Ausser Atem winkt Sugoroku ab. »Ach was. Ich habe nur einen trockenen Hals und ja, ich habe ihn bei mir in der Hosentasche.« Mit einem schiefen Grinsen greift in seine Tasche und holt das Medikament hervor. Mit einem tiefen Atemzug verabreicht er sich eine Dosis. »Sag es nicht Yugi. Er macht sich doch sonst nur unnötige Sorgen.«

Nur widerwillig nickt Atemu. Er will noch etwas sagen, jedoch kommt gerade Yugi fröstelnd in die Küche. »Guten Morgen. Also eins ist klar, wir müssen nun wirklich anfangen, den Laden zu heizen. Dort drin ist es eiskalt.« Den verwirrten Blick Atemus erwidernd, grinst Yugi schief. »Ja, ich bin schon wach und ansprechbar. Bei der Kälte da drüben, ist das auch kein Wunder.« Seinem Liebsten einen Kuss auf die Lippen hauchend, geht er an ihm vorbei zum Herd, wo er die Hände über den heissen Herdplatten aneinander reibt, um sie wieder warm zu bekommen.

Kopfschüttelnd beobachtet Atemu seinen Sharik. »Warum hast du nicht schon vorher angefangen den Laden zusätzlich zu heizen? Es war doch vollkommen klar, dass es nun mit jedem Tag kälter wird. Jetzt dauert es doch nur noch länger, bis es da drin wieder anständig warm ist.«

Ertappt zuckt Yugi zusammen. »Ähm, ja … ähm …«, stottert er los, was Sugoroku laut auflachen lässt. »Jetzt hast du ihn erwischt. Er verschläft es nämlich jedes Jahr, den Ofen im Laden rechtzeitig anzuheizen. Der Winter kommt ja auch immer so überraschend.«

»Haha, sehr witzig.« Yugi dreht sich grummelnd um und nimmt auch gleich den Teekrug vom Herd. »Will sonst noch jemand Tee? Wenn ich schon dabei bin.« Sofort hält Atemu ihm seine Tasse hin. »Da kann ich ja schlecht Nein sagen.« Er zwinkert seinem Sharik verschmitzt grinsend zu. »Ja, wie könntest du nur«, erwidert Yugi grinsend und giesst seinem Liebsten den heissen Schwarztee ein.

 

Unterdessen hat Sugoroku nun auch das Suppenhuhn in den Topf getan und legt jetzt noch einmal Holz nach. »Habt ihr beiden im Schlafzimmer eigentlich noch warm genug oder braucht ihr noch eine zusätzliche Decke?« Fragend blickt er zu den beiden, die sich kurz ansehen. »Wir haben noch warm genug und sonst nehmen wir einfach noch die Decke aus Atemus Zimmer«, antwortet Yugi nach einem Moment, mit doch leicht geröteten Wangen. Ist ihm doch gerade durch den Kopf gegangen, wie heiss es ihm in der letzten Nacht gewesen ist.

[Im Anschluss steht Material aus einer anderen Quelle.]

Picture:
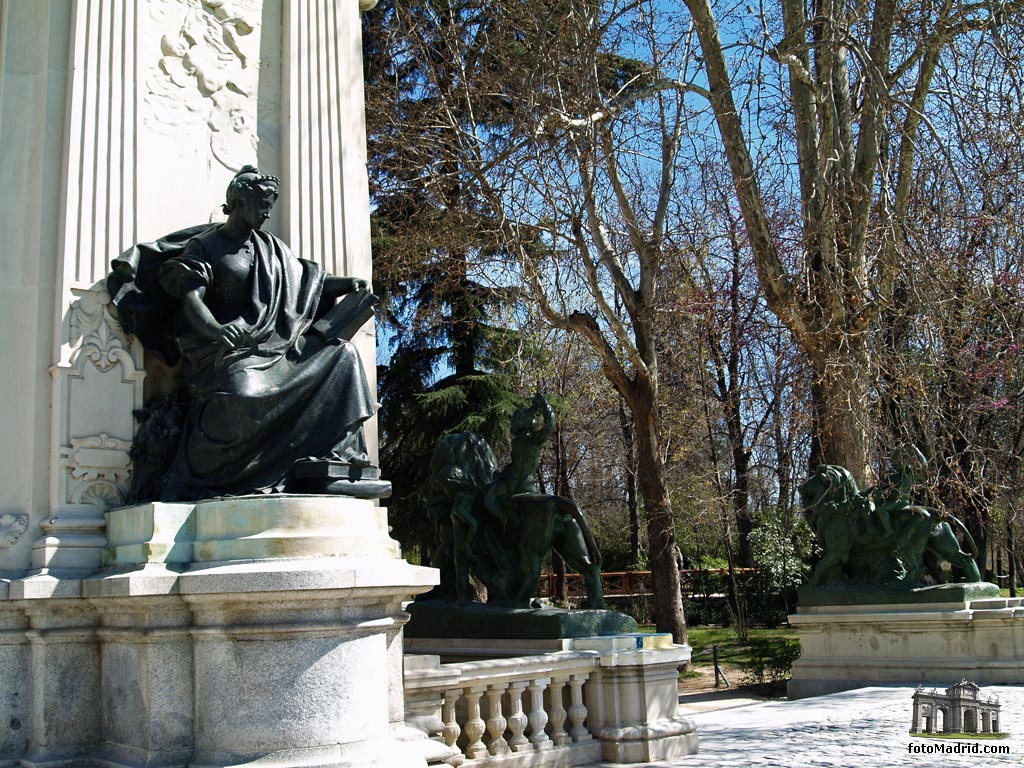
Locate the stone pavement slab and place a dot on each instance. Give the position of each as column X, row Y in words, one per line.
column 852, row 729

»Verstehe schon …« Sugoroku richtet sich lachend auf und setzt sich an den Tisch. »So schnell wird euch beiden wohl nicht kalt werden.« Er kann es sich einfach nicht verkneifen, seinen Enkel noch ein wenig zu necken.

Auch Atemu kann sich nur mit Mühe ein breites Grinsen verkneifen, als er sieht, wie Yugi noch mehr Farbe bekommt, sodass er immer mehr einer reifen Tomate gleicht.

»Du bist doch nur neidisch, dass wir es so herrlich warm haben.« Erbarmt er sich schliesslich und kommt so seinen Sharik zur Hilfe, der nun erstaunt zu seinem Grossvater blickt, der sich wohl an seinem Tee verschluckt haben muss.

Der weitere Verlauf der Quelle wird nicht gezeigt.